Computational engine: ranger 

Model fit template:
ranger::ranger(x = missing_arg(), y = missing_arg(), case.weights = missing_arg(), 
    importance = "impurity", num.threads = 1, verbose = FALSE, 
    seed = sample.int(10^5, 1))

workflow

rf_workflow <-
  workflow() %>% 
  add_recipe(tree_recipe) %>% 
  add_model(rf_model)

fit

price_rf <- 
  rf_workflow %>% 
  fit(data = airbnb_train)
price_rf %>% 
  extract_fit_parsnip() %>% 
  pluck("fit")
Ranger result

Call:
 ranger::ranger(x = maybe_data_frame(x), y = y, importance = ~"impurity",      num.threads = 1, verbose = FALSE, seed = sample.int(10^5,          1)) 

Type:                             Regression 
Number of trees:                  500 
Sample size:                      952 
Number of independent variables:  22 
Mtry:                             4 
Target node size:                 5 
Variable importance mode:         impurity 
Splitrule:                        variance 
OOB prediction error (MSE):       5200.677 
R squared (OOB):                  0.4670177 

predict

rf_pred <-
  price_rf %>% 
  predict(new_data = airbnb_train) %>% 
  bind_cols(airbnb_train %>% select(price))

metrics

metrics_model_rf <- rf_pred %>% 
  metrics(truth = price, estimate = .pred)

plot

rf_plot <- create_model_plot(rf_pred, metrics_model_rf, "Random forest")
Coordinate system already present.
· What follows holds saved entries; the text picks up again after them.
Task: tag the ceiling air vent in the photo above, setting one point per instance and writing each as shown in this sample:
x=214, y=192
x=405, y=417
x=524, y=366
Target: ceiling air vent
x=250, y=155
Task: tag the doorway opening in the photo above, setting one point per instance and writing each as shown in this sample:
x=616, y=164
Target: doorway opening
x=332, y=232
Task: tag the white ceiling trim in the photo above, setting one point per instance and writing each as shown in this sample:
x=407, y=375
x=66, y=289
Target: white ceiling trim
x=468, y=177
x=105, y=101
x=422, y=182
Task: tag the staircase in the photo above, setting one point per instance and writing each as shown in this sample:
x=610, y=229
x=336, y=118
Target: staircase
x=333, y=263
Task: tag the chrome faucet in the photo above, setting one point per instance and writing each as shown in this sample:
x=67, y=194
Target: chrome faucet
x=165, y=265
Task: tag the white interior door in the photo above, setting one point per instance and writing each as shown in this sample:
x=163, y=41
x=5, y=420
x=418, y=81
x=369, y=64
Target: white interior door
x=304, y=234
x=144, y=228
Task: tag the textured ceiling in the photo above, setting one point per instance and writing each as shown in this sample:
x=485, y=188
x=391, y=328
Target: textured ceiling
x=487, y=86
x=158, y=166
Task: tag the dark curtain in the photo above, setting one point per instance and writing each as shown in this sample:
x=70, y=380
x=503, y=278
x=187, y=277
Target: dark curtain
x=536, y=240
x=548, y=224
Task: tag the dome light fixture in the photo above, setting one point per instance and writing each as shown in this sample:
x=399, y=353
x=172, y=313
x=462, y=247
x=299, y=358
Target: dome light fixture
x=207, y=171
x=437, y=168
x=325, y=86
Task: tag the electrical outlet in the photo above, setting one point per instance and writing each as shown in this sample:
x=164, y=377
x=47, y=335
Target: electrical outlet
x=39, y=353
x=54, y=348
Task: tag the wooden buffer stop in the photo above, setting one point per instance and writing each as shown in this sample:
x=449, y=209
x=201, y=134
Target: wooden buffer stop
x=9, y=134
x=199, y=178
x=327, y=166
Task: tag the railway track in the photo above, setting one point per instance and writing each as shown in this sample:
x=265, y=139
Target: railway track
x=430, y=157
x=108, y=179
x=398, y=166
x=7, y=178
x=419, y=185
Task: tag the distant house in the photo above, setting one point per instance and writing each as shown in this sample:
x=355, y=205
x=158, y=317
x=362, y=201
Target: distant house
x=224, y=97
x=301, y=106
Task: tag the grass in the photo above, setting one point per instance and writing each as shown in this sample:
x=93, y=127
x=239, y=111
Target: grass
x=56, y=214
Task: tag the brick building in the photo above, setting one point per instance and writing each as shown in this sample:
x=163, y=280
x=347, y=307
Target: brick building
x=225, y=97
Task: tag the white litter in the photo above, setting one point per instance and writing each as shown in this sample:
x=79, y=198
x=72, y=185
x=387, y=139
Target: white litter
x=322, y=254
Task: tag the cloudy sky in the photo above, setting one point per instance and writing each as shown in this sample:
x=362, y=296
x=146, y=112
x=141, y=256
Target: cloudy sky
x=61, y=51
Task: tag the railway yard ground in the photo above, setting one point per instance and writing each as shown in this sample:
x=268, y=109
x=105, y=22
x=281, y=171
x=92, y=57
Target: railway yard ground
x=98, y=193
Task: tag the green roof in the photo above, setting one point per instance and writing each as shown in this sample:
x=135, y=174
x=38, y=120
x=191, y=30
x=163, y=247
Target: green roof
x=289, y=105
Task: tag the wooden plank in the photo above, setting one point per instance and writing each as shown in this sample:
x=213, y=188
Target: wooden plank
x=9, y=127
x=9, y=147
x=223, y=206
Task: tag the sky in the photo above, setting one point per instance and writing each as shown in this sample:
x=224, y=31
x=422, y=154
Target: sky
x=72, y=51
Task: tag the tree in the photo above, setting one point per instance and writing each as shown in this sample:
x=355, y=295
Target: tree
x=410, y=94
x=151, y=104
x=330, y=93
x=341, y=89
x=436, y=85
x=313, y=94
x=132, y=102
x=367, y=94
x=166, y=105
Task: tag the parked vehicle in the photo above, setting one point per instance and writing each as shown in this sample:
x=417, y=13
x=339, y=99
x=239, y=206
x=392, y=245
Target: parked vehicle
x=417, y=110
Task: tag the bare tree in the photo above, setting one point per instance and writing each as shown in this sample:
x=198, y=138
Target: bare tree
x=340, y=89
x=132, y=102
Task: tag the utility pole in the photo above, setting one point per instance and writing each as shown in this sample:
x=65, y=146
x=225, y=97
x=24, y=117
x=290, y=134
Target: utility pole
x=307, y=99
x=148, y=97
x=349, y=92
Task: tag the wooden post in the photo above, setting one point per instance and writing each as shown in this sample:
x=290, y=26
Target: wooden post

Adding new coordinate system, which will replace the existing one.

metrics overview

In supervised models there’s a trade off to be made between transparency and performance. As we will see in this example the performance of the Random Forest model is higher but this comes at the cost of transparency. Regression and decision trees are transparent but Random Forests are not transparent

(lm_plot + lm_plot2) / (dt_plot + rf_plot)

The metrics are usually give by loss functions, giving the sum of the errors committed by the model. Typical metrics in regression models are:

  • Mean Squared Error (MSE): average squared distance between predictions and true values
  • Mean Absolute Error (MAE): average absolute distance between prediction and true values
  • R-squared: the ratio between the residuals variance and the output variable variance

The MSE weights stronger the points that are further away.

Note that in general the performance of training data is deceiving. Performance on training data can always be improved by more sophisticated models. If the model is to complex it will start fitting to the noise that is in the data. In this examples we measured performance with training data but in further cases this is done with test data obtained by the initial split.

Variable intercorrelation has not been assessed here. This is less of a concern in machine learning. In statistics it is important because it increases the error and make the assessment of the significance more difficult for each factor.